Big Jumps: Fewer Bells Are Better

As Julien says, I recommend Pavel Tsatouline’s original primer on kettlebells, The Russian Kettlebell Challenge (2001), and the open-ended, unscripted training guidelines he gives there:

  • Train 2-7 times per week.You can vary this week to week. You benefit from a certain amount of randomness in loading.
  • Keep it to 45 minutes or less. Sometimes a lot less. Vary it at every workout.
  • Do your exercises in a “slow circuit.” For example, after a set of presses, catch your breath for a minute or two and do some swings. Then overhead squats. Then windmills. Then front squats or pistols or pullups. Whatever. Then repeat.
  • Vary your sets, reps, and exercises.Again, this is not a “program” from the pages of fitness magazine. Instead of a scripted routine, we are looking for controlled randomness.
  • Confine “grinding” exercises to just 1-5 reps. Avoid failure like the plague. For the reasons why, see Pavel’s Power to the People.

This is a pleasant and refreshing way to train, physically and mentally, and it’s very productive. 

But the way people screw up strength training is that they up the poundages too fast, before they accumulate a lot of training volume with easier weights. They race ahead, only to overtrain, and then they’re back on the couch recuperating instead of getting steadily stronger. Like a baseball season, strength training is a marathon, not a sprint.

See Pavel’s philosophy on big jumps here.

With kettlebells, you can’t do that on account of the big jumps in size. Kettlebells are the perfect thing for accumulating lots of reps with moderate poundages, without injury and in a recoverable way. Which is to say, they are the perfect thing for productive, healthy, sustainable training.

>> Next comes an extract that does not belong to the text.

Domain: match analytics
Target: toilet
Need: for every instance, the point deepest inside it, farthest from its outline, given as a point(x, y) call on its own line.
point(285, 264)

So it’s absolutely OK to stick with just a 16kg, a 24kg, and a 32kg. And if anything, it is better. Vary those other factors—frequency, duration, volume per session, exercise selection, workout pace, rep tempo—but don’t screw around with the big red button marked “intensity” (% of RM, i.e. your choice of weight). Let the kettlebells make that choice for you, with their big jumps. That really is a case of their Kalashnikov-like simplicity making them foolproof.

Let the volume do the work. Leave the intensity (i.e. the choice of weight) to the kettlebell. 

One last piece of advice on kettlebell selection: get “competition bells,” not the cast iron monstrosities with the ludicrously thick handles. Those were fine in the 19thcentury, or when kettlebells were first reintroduced to North America 20 years ago. But they’re objectively inferior and obsolete, and there are plenty of affordable competition bells nowadays. If you especially want oversized handles to challenge your grip occasionally, wrap the grip in a thin towel, or soap it, or get an inexpensive fat-grip attachment. ‘Nuff said.

In prehistoric times, we needed cast iron bells since we had nothing else. Today, we can do better. Cast iron bells are like vacuum tubes, cloth-covered biplanes, and the lungfish: they belong in museums.